A consistently coupled isogeometric–meshfree method

A consistently coupled isogeometric–meshfree method is presented. This method takes advantage of the geometry exactness of isogeometric analysis and the refinement flexibility of meshfree method. The coupling of isogeometric approximation and meshfree approximation is based upon the reproducing or consistency conditions which are crucial for the coupled method to achieve the expected optimal convergence rates. It is shown that unlike the reproducing kernel meshfree shape functions which satisfy the reproducing conditions with the nodal points as the reproducing locations, the monomial reproducing points for different orders of B-spline basis functions in isogeometric analysis are different and consequently a rational method is proposed to compute these reproducing points. Both theoretical proof and computational justification of the reproducing conditions for B-spline basis functions are given. Subsequently within the framework of reproducing conditions, a mixed reproducing point vector is proposed to ensure arbitrary order monomial reproducibility for both B-spline basis functions and reproducing kernel meshfree shape functions, which leads to a consistently coupled approximation with smoothing transition between B-spline basis functions and reproducing kernel meshfree shape functions.
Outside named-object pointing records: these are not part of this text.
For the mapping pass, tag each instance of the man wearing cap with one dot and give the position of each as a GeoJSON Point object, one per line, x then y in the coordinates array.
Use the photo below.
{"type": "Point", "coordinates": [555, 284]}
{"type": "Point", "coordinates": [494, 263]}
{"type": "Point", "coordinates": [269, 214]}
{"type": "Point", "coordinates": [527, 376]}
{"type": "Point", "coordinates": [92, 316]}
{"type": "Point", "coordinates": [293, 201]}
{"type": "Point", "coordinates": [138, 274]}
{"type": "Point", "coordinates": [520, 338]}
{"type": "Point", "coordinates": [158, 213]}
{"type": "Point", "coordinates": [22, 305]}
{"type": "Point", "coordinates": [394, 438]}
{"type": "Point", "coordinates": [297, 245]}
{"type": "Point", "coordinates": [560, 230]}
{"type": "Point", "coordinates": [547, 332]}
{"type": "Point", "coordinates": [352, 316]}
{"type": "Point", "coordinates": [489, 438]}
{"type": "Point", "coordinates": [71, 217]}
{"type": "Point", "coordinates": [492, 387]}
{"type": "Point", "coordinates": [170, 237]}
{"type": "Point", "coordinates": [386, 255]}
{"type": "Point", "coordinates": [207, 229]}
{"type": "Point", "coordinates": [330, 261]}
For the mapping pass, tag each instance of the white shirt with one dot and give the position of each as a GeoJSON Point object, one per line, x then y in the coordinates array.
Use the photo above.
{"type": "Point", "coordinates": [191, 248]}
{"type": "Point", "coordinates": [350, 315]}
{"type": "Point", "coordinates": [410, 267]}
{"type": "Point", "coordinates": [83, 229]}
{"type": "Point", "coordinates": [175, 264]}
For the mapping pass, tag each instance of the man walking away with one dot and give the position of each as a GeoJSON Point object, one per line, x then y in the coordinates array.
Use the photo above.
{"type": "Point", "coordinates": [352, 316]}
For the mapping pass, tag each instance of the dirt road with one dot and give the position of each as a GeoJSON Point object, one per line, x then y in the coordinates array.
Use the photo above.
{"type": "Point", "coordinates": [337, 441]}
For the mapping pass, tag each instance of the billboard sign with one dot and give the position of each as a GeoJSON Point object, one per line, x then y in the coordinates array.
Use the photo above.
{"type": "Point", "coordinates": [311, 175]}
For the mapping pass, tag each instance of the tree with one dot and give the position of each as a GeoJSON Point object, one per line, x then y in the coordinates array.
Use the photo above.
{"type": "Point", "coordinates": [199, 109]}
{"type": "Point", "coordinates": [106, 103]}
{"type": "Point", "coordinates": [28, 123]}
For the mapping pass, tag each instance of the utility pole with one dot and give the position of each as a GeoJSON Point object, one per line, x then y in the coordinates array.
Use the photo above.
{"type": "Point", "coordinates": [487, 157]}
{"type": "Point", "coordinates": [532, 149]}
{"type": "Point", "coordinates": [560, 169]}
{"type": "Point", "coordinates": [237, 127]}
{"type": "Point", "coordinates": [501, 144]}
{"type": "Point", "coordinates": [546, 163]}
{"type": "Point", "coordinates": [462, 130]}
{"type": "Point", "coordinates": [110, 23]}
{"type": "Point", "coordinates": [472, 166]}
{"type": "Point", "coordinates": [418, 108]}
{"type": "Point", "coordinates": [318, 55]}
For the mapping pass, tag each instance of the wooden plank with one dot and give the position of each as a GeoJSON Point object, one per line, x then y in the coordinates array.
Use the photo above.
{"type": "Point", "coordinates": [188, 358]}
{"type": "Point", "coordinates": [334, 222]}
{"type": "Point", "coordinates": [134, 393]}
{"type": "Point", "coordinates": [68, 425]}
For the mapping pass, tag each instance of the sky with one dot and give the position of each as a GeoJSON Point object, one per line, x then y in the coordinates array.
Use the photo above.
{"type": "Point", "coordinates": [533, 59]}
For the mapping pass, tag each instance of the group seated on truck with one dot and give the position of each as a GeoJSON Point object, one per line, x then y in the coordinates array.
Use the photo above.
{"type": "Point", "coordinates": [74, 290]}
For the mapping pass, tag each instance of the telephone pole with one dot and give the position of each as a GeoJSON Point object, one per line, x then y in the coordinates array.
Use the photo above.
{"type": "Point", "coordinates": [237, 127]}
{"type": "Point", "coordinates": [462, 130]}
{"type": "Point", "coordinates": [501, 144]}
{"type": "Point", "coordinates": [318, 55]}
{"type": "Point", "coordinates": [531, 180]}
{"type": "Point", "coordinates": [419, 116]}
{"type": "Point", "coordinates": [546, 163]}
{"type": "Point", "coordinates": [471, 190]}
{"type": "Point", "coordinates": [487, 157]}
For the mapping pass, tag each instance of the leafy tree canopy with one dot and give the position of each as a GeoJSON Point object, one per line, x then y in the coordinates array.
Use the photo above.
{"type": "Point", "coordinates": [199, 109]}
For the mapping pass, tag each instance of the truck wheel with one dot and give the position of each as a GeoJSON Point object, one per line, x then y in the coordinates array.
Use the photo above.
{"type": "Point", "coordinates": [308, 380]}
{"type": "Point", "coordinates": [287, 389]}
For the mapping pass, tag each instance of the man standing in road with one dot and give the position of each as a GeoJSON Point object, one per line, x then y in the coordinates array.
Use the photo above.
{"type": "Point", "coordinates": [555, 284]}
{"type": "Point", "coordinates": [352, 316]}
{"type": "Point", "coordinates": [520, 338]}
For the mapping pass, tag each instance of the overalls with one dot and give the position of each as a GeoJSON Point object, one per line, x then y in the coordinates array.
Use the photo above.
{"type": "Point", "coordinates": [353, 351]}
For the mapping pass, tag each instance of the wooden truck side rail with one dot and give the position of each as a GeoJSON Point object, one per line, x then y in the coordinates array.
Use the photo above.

Consequently a coupled isogeometric–meshfree method is established with the Galerkin formulation. The effectiveness of the proposed coupled isogeometric–meshfree method is demonstrated through a series of benchmark numerical examples.

• A consistently coupled isogeometric–meshfree method with arbitrary order monomial reproducibility is presented.
• The reproducing conditions for B-spline basis functions are rationally proposed.
• A mixed reproducing point vector is proposed to construct a consistently coupled isogeometric–meshfree approximation.
• The present coupled method preserve smoothing transition between isogeometric approximation and meshfree approximation.
• Numerical results demonstrate that optimal convergence is ensured by the proposed coupled isogeometric–meshfree method.